Per capire i rischi della situazione a Kabul bisogna tornare in Anbar, quando gli Stati Uniti si allearono con i Sunniti. Favorendo la nascita dell’Isis

«Il realismo alla fine dell’intervento è quasi importante quanto il realismo dell’inizio».
Potremmo facilmente pensare che queste parole siano state scritte a proposito del ritiro degli Stati Uniti dall’Afghanistan, invece sono tratte da un libro del 2017, “Illusions of Victory: The Anbar Awakening and the Rise of the Islamic State” (“L’illusione della vittoria, il risveglio dell’Anbar e la nascita dello Stato Islamico”).

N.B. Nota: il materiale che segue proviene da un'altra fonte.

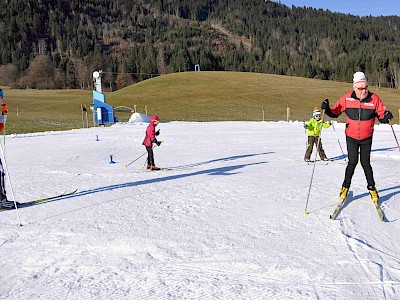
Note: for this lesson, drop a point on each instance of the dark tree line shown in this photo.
(58, 44)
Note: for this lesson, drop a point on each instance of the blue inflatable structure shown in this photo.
(102, 112)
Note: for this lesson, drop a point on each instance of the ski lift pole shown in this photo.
(9, 181)
(87, 121)
(315, 160)
(394, 134)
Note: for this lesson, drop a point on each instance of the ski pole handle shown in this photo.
(394, 134)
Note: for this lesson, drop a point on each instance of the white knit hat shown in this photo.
(316, 111)
(359, 77)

Lo ha scritto quattro anni fa Carter Malkasian, consulente civile in Iraq e Afghanistan, per capire per capire come, in dieci anni, la provincia di Anbar si sia trasformata da cuore della resistenza sunnita contro gli americani ad alleato della strategia antinsurrezionale dell’esercito statunitense, per poi tornare ad essere il cuore del fondamentalismo dell’Isis.
Seguire il percorso di quegli anni, l’occupazione statunitense del 2003, la guerra civile irachena, l’alleanza con le comunità sunnite dell’Anbar, il ritiro delle truppe da parte di Obama e la nascita dell’Isis, ci aiuta a tracciare un percorso che porta dritti a Kabul, oggi.

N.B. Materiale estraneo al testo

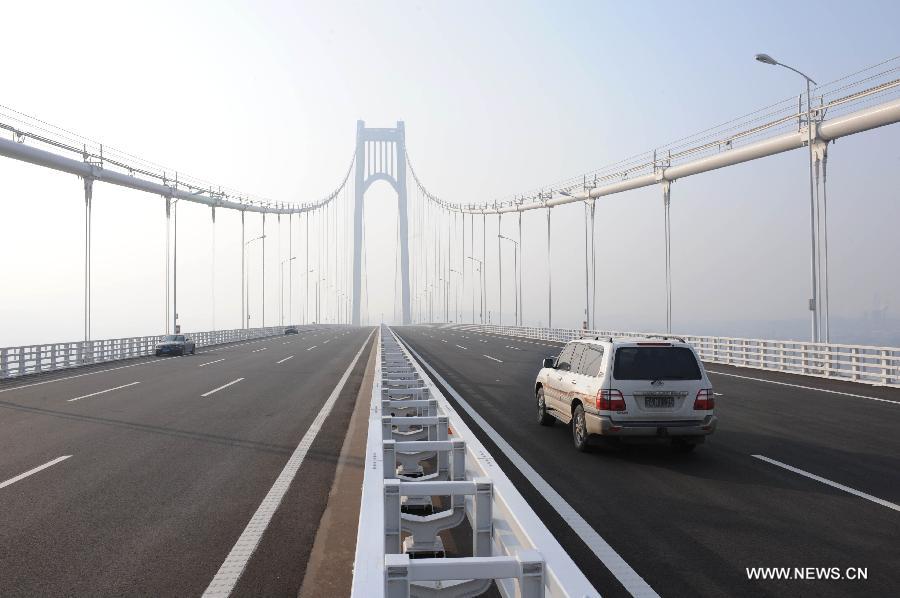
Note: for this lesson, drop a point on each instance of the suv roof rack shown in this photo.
(666, 337)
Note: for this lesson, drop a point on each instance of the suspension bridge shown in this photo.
(237, 471)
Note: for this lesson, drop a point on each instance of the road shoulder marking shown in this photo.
(812, 476)
(206, 394)
(834, 392)
(622, 571)
(233, 567)
(22, 476)
(100, 392)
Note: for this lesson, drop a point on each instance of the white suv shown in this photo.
(632, 389)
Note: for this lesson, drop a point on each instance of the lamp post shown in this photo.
(457, 314)
(814, 301)
(281, 290)
(306, 300)
(247, 280)
(515, 271)
(480, 287)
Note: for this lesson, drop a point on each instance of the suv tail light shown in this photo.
(704, 400)
(610, 400)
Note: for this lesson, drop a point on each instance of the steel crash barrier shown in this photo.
(855, 363)
(34, 359)
(426, 473)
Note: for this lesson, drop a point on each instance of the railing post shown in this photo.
(531, 578)
(392, 516)
(396, 575)
(482, 526)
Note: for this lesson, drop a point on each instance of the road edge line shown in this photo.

Dopo l’invasione americana dell’Iraq nel 2003, in Anbar cominciarono le prime insurrezioni, le istituzioni erano collassate velocemente, così come l’esercito ed era stato avviato un violento processo di de-baathificazione, cioè la rimozione dei membri del partito Ba’ath di Saddam Hussein dai pubblici uffici.

La regione di Anbar (antico bacino del consenso del dittatore) era diventata il centro della resistenza sunnita alle forze americane.
Resistenza dominata da Al Qaeda e dal suo leader, il jihadista giordano Abou Moussab al-Zarqawi.
Il messaggio di Al Qaeda in Iraq era semplice: espellere gli Stati Uniti e stabilire uno Stato islamico in Iraq.
Dopo due anni, all’inizio del 2006, era chiaro che le strategie americane in Iraq non stavano funzionando: le perdite per gli Stati Uniti aumentavano, Al Qaeda era solidamente supportata a Ramadi, e a Baghdad era in corso una violenta guerra civile dopo che, alla fine di febbraio, gli uomini di al- Zarqawi si erano fatti esplodere nella moschea al-Askari, la famosa moschea d’oro di Samarra, uno dei luoghi più sacri per gli sciiti.
Nemmeno la morte di al-Zarqawi, ucciso durante un attacco aereo congiunto compiuto da forze statunitensi e giordane vicino Ba’quba, aveva intaccato la struttura e la pervasività di Al Qaeda, anzi ne aveva alimentato il potere simbolico.
Sempre nel 2006, il Washington Post, dopo aver visionato dei report riservati dell’esercito sulla situazione irachena, aveva riportato le parole di Peter Devlin, allora alto funzionario dell’intelligence militare con il Marine Expeditionary Force, secondo cui l’esercito statunitense non era più in grado di gestire l’insurrezione locale nell’Iraq occidentale e contrastare il crescente consenso per Al Qaeda.
Disse: «Le truppe americane non sono più in grado di sconfiggere militarmente l’insurrezione».
Quell’anno però in Iraq successe anche qualcosa di inaspettato: alcuni leader tribali di Ramadi si schierarono contro Al Qaeda, creando le proprie milizie, in un movimento noto come Sahawa al Anbar (o “Anbar Awakening”, Risveglio Sunnita).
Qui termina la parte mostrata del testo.